В поисках Бояна. Продолжение.

Боян

Отрывочные рассказы о деяниях русских князей, составившие первую часть «Повести временных лет», не дают нам сколько-нибудь полной картины истории Руси X —XI веков. Перед нами не «провалы памяти», а всего только обрывки обширной некогда «Саги о первых князьях» — литературного произведения, которое мы до сих пор воспринимаем как исторический документ.

Между тем счастливый случай сохранил в другом месте именно документ, который позволяет нам в данном случае связать разорванную цепь событий. Он известен уже более трех десятков лет, неоднократно воспроизводился в работах наших крупных ученых, послужил причиной научного спора — но в нем не было замечено то главное, что делает его в высшей степени важным для истории Болгарии и Руси.
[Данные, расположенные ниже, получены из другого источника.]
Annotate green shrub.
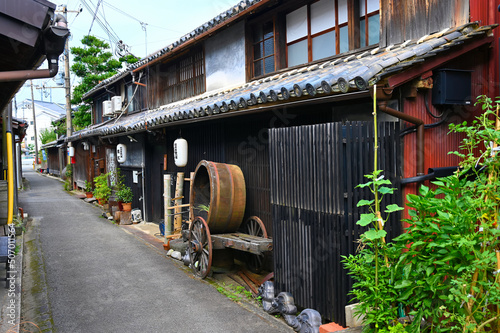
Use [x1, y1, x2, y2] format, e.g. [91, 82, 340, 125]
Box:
[116, 185, 133, 203]
[93, 172, 111, 203]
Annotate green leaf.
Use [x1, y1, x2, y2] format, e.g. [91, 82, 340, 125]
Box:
[363, 229, 387, 241]
[394, 280, 412, 289]
[357, 199, 374, 207]
[397, 287, 415, 301]
[384, 204, 404, 213]
[356, 182, 372, 188]
[378, 186, 394, 195]
[357, 213, 376, 226]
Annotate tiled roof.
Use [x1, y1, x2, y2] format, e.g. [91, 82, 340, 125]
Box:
[83, 0, 266, 99]
[68, 22, 496, 142]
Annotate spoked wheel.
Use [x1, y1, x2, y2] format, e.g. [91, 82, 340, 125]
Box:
[188, 216, 212, 278]
[240, 216, 268, 273]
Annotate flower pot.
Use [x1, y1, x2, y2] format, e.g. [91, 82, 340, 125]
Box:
[86, 192, 93, 198]
[122, 202, 132, 212]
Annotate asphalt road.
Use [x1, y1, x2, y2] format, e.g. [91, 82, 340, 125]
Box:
[19, 169, 291, 333]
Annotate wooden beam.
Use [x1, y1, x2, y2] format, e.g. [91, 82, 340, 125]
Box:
[166, 203, 190, 210]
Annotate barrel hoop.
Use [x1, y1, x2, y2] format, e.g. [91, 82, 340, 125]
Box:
[209, 161, 220, 226]
[222, 163, 235, 232]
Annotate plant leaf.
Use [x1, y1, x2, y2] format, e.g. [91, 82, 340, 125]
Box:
[357, 199, 374, 207]
[363, 229, 387, 241]
[385, 204, 404, 213]
[357, 213, 376, 226]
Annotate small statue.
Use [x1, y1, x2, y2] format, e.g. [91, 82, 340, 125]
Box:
[258, 281, 322, 333]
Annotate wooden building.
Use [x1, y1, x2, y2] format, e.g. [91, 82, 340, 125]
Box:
[67, 0, 500, 325]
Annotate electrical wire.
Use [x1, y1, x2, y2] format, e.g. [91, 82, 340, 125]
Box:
[102, 1, 183, 34]
[81, 0, 120, 46]
[424, 90, 445, 118]
[399, 110, 451, 137]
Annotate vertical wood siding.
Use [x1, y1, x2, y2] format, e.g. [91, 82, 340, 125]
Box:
[380, 0, 469, 46]
[270, 121, 401, 325]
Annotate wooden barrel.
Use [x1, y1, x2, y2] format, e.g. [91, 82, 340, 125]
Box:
[190, 160, 246, 233]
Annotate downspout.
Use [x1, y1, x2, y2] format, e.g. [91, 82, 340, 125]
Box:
[0, 58, 60, 82]
[374, 87, 425, 177]
[6, 103, 14, 224]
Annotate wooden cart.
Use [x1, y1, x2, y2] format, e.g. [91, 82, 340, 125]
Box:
[187, 160, 273, 278]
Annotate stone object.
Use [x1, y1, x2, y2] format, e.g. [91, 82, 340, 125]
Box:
[119, 211, 132, 225]
[171, 251, 182, 260]
[345, 303, 364, 327]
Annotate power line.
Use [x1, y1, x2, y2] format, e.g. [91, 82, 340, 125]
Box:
[80, 0, 120, 46]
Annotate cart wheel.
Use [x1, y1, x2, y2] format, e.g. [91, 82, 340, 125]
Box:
[240, 216, 268, 273]
[188, 216, 212, 279]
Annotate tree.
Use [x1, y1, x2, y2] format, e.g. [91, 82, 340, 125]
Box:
[39, 127, 57, 144]
[70, 35, 138, 130]
[51, 118, 66, 137]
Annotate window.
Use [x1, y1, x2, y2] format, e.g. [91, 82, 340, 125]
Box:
[157, 46, 205, 105]
[247, 0, 381, 78]
[126, 75, 147, 113]
[286, 0, 349, 67]
[359, 0, 380, 47]
[252, 20, 275, 77]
Речь идет о купчей на «Боянову землю». История его такова.

В начале 60-х годов прошлого века при реставрационных работах в Софии Киевской, на фреске XI века, изображающей святого Онуфрия в южном, Апостольском приделе храма, под масляной живописью XIX столетия был обнаружен большой текст, процарапанный ножом по штукатурке:

«М(еся)ця еиаря въ 30 с(вя)- т(а)го Ип(оли)та крила землю княгыни Бояню Всеволожаа нередъ с(вя)тою Софиею передь попы а ту былъ попинъ Якимъ Дъмило Пателеи Стипъко Мк- халько Нежьнович Мих(а)л Данило Марко Сьгамонъ Михал Елиса- виничь Иванъ Яньчынъ Тудорь Тоубыновъ Илья Копыловичь Тудоръ Бързятичь а перед тими по- слухы купи землю Бояню вьсю. А въдала на ней семьдесятъ гривьнъ соболии а в том драниць семь съту гривнъ».

С. А. Высоцкий, исследовавший и опубликовавший надпись, снабдил ее переводом, на который, не обращаясь к подлиннику, ссылались все последующие исследователи. Перевел же Высоцкий надпись следующим образом:

«Месяца января в 30, на святого Ипполита, купила землю Боянову княгиня Всеволодова, перед святою Софиею, перед попами, а тут были: попин Яким Домило, Пателей Стипко, Михалько Неженович, Михаил, Данило, Марко, Семьюн, Михал Елисавинич, Иван Янчин, Тудор Тубынов, Илья Копылович, Тудор Брзяич; а перед этими свидетелями купила княгиня землю Боянову всю, и дала за нее семьдесят гривен собольих, а в этом (заключается) часть семисот гривен».

Текст исключительно интересен, потому что в нем упоминается «земля Боянова». Ученые согласно признали, что речь может идти о владениях того самого древнерусского поэта, память о котором донес до нас автор «Слова о полку Игореве». Выходило, что Боян не только прожил долгую жизнь (как вычислил академик Рыбаков, он служил при дворе трех или четырех великих князей), но и приобрел огромное состояние. По выкладкам Рыбакова, семьсот гривен — это годовой доход с семи небольших городков, с маленького княжества. Выходит, что Боян, придворный поэт, был богаче родовитых киевских бояр!..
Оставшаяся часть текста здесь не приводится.